All leading to his bottom line: In 1998, Avery generated sales off his farm of $320,000; in 2013 he generated nearly $2 million. Although Avery’s system has a number of components, all aimed at optimizing use of scarce water, at the core of his farming success is lucerne. Respected farm columnist Jon Morgan calls him, admiringly, a “lucerne lunatic”. About a third of Avery’s property is planted in lucerne, whose growth pattern allows him to wean lambs earlier and bring them up to saleable rates in half the time it takes most farmers … by early December, avoiding the driest weather. “The plant shows you don’t have to drain a river to run a profitable farm,” he says. Avery farms in one of New Zealand’s consistently driest areas, averaging 573mm with very high evapotranspiration due to exposure to winds. But he showed photos

of his property and his neighbor’s, taken at the driest time. Avery’s land was green; his neighbor’s was parched. He made the same point with similar comparative photos taken in Hawke’s Bay. Simply put, his methods capture and hold more water in the soil … otherwise known as ‘water storage’. Avery is a sterling example of the ‘Top 20%’ farmer the farm trade press is constantly talking about, as in … ‘what’s the matter with the rest of these guys?!’ One does wonder: what’s the difference between Doug Avery and his struggling neighbor, who sits right across the fence watching Doug’s success, but stands pat? To achieve its claimed benefits, all irrigators using water from the proposed Ruataniwha Dam must, according to its advocates, be ‘Top 20%’ farmers, whatever animal or crop they are growing. Avery’s experience demonstrates how unrealistic that assumption is in the real world … naive, at the very least, about how long it takes change to occur in farming practices. Thereby illustrating one of the key obstacles to achieving the benefits claimed for the dam scheme. At the same time, Avery’s track record points to a proven alternative strategy, especially with respect to sheep and beef farmers, who account for the preponderance of farming in Hawke’s Bay … if change can be promoted and accelerated.
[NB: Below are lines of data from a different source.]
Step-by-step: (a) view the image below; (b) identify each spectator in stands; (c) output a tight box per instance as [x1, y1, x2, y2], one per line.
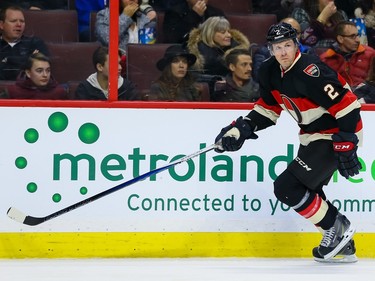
[0, 0, 68, 10]
[75, 0, 107, 42]
[354, 57, 375, 103]
[8, 52, 68, 100]
[0, 6, 49, 80]
[253, 17, 310, 81]
[95, 0, 156, 51]
[187, 17, 250, 96]
[187, 17, 250, 76]
[320, 21, 375, 88]
[335, 0, 359, 19]
[148, 45, 202, 101]
[75, 46, 138, 100]
[213, 49, 259, 102]
[291, 0, 348, 48]
[354, 0, 375, 48]
[163, 0, 225, 43]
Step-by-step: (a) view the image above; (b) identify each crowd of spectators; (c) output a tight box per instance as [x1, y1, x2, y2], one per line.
[0, 0, 375, 103]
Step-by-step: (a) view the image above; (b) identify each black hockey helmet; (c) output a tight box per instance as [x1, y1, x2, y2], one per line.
[267, 22, 297, 44]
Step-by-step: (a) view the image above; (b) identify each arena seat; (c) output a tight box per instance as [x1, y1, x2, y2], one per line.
[227, 14, 277, 45]
[90, 11, 97, 42]
[24, 10, 78, 43]
[208, 0, 252, 15]
[156, 11, 165, 43]
[126, 44, 210, 101]
[47, 42, 100, 83]
[126, 44, 171, 92]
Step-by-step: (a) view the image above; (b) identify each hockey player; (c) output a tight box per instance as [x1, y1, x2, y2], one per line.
[215, 23, 362, 262]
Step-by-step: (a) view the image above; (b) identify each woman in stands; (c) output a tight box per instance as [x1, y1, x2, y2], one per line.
[187, 17, 250, 95]
[75, 46, 138, 100]
[187, 17, 250, 76]
[95, 0, 156, 51]
[148, 45, 202, 101]
[8, 52, 68, 100]
[291, 0, 348, 48]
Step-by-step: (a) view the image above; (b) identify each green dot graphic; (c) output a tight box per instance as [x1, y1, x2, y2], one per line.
[48, 112, 69, 133]
[15, 156, 27, 169]
[24, 128, 39, 143]
[78, 123, 100, 144]
[52, 193, 61, 203]
[79, 186, 87, 195]
[26, 182, 38, 193]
In his article in this BayBuzz, farm economist Barrie Ridler cites evidence presented to the Tukituki Board of Inquiry by Beef & Lamb NZ: “The [HBRIC] plan assumes that irrigation is essential to increased production from dryland sheep and beef farming. This is not altogether correct as the recent development of lucerne grazing and other novel forages and feed sources has demonstrated. Recent work in this area has shown that equivalent levels of production can be achieved on dryland lucerne as are achieved from irrigated pasture.”

L and wanted

Why isn’t our Regional Council climbing all over ‘smart farming’ and drawing upon the experiences of Avery, Ridler, Tichinin, Masters and others here in the region? These experts are handson, dirt under the fingernails, not policy wonk planners. They can point to success stories right here in Hawke’s Bay. They represent the kind of expertise in which HBRC should invest if it really wants to build resilience into Hawke’s Bay farming. Why doesn’t HBRC create and lead a programme to help farmers excel at dryland farming? (Today’s answer: it lacks the will and the in-house expertise.) Better still, why not create a ‘Farming Resilience Centre’ – an education and training institution, a physical hub for our local experts, perhaps at EIT, to help any farmer in the region understand and adopt ‘best practices’ whatever their type of farming? Why not create financial incentives for farmers to embrace ‘best practices’ and reap the rich economic return for our region? After all, we subsidise clean heat and insulation for ‘public good’ reasons. The bottom line is that there might just be better ways to accomplish water storage, improve farm productivity and incomes, and grow premium food attractive for discerning global markets than building a $300 million dam, which requires another $300 million from farmers to use. It’s called ‘smart farming’ … and we should make it our mission and signature here in Hawke’s Bay.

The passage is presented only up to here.